J’ai l’impression d’évoluer dans un univers dystopique, où la réaction viscérale a remplacé la réponse réfléchie, où les formules faciles ont tué le travail exigeant de la pensée. Si la polémique se porte si bien aujourd’hui, c’est parce qu’il y a une forme d’omniprésence de l’opiniâtreté. Quelle que soit leur idéologie, ces personnes s’entendent pour ne pas s’entendre.
Le problème est l’absence d’alternative. Il manque un média ou un réseau social qui serait un sanctuaire pour permettre de dialoguer, le support d’un contre-pouvoir du débat.

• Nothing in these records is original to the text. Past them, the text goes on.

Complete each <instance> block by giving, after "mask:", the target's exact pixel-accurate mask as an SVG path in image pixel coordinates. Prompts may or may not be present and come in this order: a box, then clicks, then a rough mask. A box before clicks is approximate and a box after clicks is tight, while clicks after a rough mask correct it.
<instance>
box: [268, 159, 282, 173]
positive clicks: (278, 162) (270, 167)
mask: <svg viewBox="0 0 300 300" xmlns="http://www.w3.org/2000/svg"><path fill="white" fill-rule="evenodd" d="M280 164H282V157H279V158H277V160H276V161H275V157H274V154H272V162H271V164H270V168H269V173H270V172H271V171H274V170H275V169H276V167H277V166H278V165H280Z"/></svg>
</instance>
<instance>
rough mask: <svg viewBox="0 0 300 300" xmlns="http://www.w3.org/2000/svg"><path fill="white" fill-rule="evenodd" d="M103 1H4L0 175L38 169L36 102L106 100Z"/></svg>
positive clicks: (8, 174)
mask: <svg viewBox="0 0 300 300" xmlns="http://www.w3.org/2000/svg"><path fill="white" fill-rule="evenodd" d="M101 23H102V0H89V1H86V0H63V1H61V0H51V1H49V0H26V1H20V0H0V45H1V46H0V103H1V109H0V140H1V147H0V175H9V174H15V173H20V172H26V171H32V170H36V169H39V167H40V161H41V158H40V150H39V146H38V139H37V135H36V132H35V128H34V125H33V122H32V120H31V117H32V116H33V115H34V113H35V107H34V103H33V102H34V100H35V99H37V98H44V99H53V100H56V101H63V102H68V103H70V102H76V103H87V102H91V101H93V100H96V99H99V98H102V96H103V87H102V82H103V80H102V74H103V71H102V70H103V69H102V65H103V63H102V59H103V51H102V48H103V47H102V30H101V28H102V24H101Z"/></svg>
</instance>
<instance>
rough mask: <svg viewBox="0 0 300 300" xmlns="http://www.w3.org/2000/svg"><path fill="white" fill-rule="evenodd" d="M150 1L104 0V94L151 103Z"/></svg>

L’enfer est pavé de bonnes intentions. Ce qui est dramatique, c’est qu’On a chopé la puberté véhicule vraiment des clichés sexistes. Il n’est pas sorti de nulle part: il est le miroir de préjugés ancrés dans les mentalités. On aurait pu l’utiliser comme manuel pour les déconstruire. Défendre ses idées, à mes yeux, peut avoir deux sens: soit les préserver dans une bulle hermétique à la remise en question, soit les soumettre à l’épreuve de la contradiction. Seul le second maintient le dialogue, indispensable à la santé d’une démocratie. Propos recueillis par A.-L. W.
Les conspirateurs du silence de Marylin Maeso, Editions de l’Observatoire, 170 p., 16 euros. Paru le 28 février. ISBN: 979-10-329-0165-6.